Maybe it was just because he had never been out that early? So I took him out on the street (In hand tis time) to check. He was still absolutely horrible. I walked him around the street for about half an hour and he calmed down a little bit, but there was no major light bulb "a ha!" moment where he went back to normal. 
He continued on like this all summer. So I lost interest for a while. I'd meet friends and we'd have to go back to my house because Dozer couldn't handle himself. I ended up just riding other people's horses. They were less hassle. 
He was still really well behaved in our arena, so I rode him in there every so often. But not too much. 
About three weeks ago, my cousin and I decided to ride him and my dad's horse(Very green broke draft- never been ridden out of the yard) on a ride down the street to a development. Dozer only spooked twice! It was awesome! He was back to himself. Looking back, it was very dumb for us to go out. My cousin was riding n my new treeless saddle(with our only cinch) so I was riding Doz in just a bareback pad and neither of us were wearing helmets.
Anyways, since it went so well, we decided to go out again on Monday. On Monday, Doz had apparently remembered that he was supposed to be a dumb horse on trails, so he reverted back to that. Awesome, huh?

Okay, so the morale of the story is, I always rode him out in my(or my dad's) treeless saddle while going out and he was always bad. However, the one time I rode bareback, he was good. Could this mean his back is hurting him or he is being bad because he is somehow in pain? He doesn't roll excessively or anything as if he is trying to correct his back alignment but it could be something, right?
Or is this just his mental breakdown?

I'd really like to get him back to normal so that when I go away to college next year, he will still be ridden on a somewhat regular basis.

Okay, I'm done. Thanks for reading! Here's a pic of the big doof


----------



## SorrelHorse (Apr 9, 2009)

It could, potentially, be pain. Or a breakdown. Is he good every time you go bareback?


----------



## Icrazyaboutu (Jul 17, 2009)

I haven't taken him out bareback since we lost the pony except for that one time. I'm thinking about testing it out though... I have a good seat (from riding a half blind, bucking appy for a year and half) and I'd wear a helmet. So why not?
He has some sores on his back. Not open sores but little patches where the fur is missing and theres a scab (I think caused by my dad's horse). He gets them every so often but its nothing new. I used to ride him in a saddle with those and he was fine.


----------



## Wallaby (Jul 13, 2008)

Have you ever been riding with other horses when he's "bad"? Not riding to meet other horses, literally riding with another horse like you were with your cousin...?
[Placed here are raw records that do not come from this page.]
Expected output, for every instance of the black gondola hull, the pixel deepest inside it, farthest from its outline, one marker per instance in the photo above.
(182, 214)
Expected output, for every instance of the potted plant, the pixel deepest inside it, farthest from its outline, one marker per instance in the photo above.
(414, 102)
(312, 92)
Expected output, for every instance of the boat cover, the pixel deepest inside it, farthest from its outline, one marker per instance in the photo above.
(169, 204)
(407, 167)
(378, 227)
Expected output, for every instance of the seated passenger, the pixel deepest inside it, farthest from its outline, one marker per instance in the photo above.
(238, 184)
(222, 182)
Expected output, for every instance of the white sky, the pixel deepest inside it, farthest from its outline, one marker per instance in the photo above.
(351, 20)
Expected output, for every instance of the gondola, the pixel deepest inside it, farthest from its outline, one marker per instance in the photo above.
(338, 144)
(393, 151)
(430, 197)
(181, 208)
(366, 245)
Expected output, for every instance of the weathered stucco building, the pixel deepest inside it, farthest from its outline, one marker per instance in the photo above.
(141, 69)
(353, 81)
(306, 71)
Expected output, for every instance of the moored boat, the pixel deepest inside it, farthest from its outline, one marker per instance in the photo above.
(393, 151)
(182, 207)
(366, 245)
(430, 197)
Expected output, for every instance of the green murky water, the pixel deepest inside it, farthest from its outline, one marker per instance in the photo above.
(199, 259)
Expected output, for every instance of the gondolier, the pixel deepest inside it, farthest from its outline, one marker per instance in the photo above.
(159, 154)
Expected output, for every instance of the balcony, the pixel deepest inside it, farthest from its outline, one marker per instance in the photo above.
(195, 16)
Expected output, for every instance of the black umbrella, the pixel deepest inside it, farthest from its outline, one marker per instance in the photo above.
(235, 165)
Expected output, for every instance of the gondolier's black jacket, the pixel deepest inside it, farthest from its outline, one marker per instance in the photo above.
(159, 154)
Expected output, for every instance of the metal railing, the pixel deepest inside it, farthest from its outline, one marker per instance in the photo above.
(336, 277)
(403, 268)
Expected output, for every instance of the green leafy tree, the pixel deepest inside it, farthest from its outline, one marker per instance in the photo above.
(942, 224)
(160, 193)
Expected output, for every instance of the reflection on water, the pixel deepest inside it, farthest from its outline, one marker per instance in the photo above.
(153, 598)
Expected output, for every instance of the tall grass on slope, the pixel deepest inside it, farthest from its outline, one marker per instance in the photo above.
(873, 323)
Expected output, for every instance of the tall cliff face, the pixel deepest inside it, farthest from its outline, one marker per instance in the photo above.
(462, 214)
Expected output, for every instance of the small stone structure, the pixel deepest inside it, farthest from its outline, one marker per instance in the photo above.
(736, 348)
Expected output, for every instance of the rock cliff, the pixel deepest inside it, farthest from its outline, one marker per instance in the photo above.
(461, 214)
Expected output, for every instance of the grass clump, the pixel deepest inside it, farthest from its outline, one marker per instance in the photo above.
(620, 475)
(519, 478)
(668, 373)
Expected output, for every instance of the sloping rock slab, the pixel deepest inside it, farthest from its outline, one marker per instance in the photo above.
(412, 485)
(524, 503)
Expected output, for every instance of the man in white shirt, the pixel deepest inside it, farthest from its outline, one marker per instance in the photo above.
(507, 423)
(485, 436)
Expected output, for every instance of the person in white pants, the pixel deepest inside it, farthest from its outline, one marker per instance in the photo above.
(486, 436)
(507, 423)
I'm inclined to think confidence issues stemming from lack of confidence in you as the herd leader (possibly with a side of back pain). 

My Lacey girl gets the same way. When I don't take the time to be a benevolent leader with her and just kind of let her do her thing instead (a sin I am guilty of as we speak), she gets all kinds of naughty when I ask her to do things on her own. Really, it's only because she's worried that I'm going to let her down when the going gets tough since I haven't been showing her that I am a capable leader. So she tries to take over but she knows that she's not a good leader either = shenanigans. 
All it takes is me stepping up and laying down the rules - I choose when she eats (I put down her grain bucket but she doesn't get to eat until I say so), I "lead her from behind" (basically herding her) and she's required to go where I tell her to, she doesn't get to run away from me when I let her go in the pasture until I've said "ok", etc. For her, it's really the little things that matter. She doesn't need me bullying her around, she just needs reliable guidelines. 
Of course, that does not mean she's perfect after I consistently do those things but instead of having a long drawn-out fight, it's a little "but I don't wanna! Oh, but you say I have to? Welllll, okaaaaay, if you say so" 'fight'.


----------



## Icrazyaboutu (Jul 17, 2009)

Monday's ride was with my cousin riding my dad's horse again. So he was bad walking out with a horse. I don't really think its a confidence thing with him. When we are in the arena, I tell him to do something on the rail, and he does it. I feel like lunging him, he gets lunged. I want him to jump a single barrel laying on its side in the middle of the arena, he jumps it. If he didn't want to listen to me, he didn't have to. He knows he can overpower me (Especially when I try to worm him! [But I make him little treat/wormer sandwiches now so that isn't an issue]) but he chooses not to. 
I think a lot of his issues outside stem from the fact that before I got him (about 3.5-4 years ago) he was allowed to eat while out as long as he remained walking and I don't allow him to. That's about the extent of my "I'm in charge while out on trail attitude". I mostly just keep a hand on the reins, keep the reins rested on his neck, and chat with whoever is accompanying me or listen to my music. I'm very relaxed out on trail, and he used to be too. And he was that first ride out with my cousin. But all the other times between the death and now, he hasn't been.


----------



## Icrazyaboutu (Jul 17, 2009)

Anyone else?


----------



## Celeste (Jul 3, 2011)

If your horse is not absolutely dead broke, you sure shouldn't be going out bareback without a helmet. 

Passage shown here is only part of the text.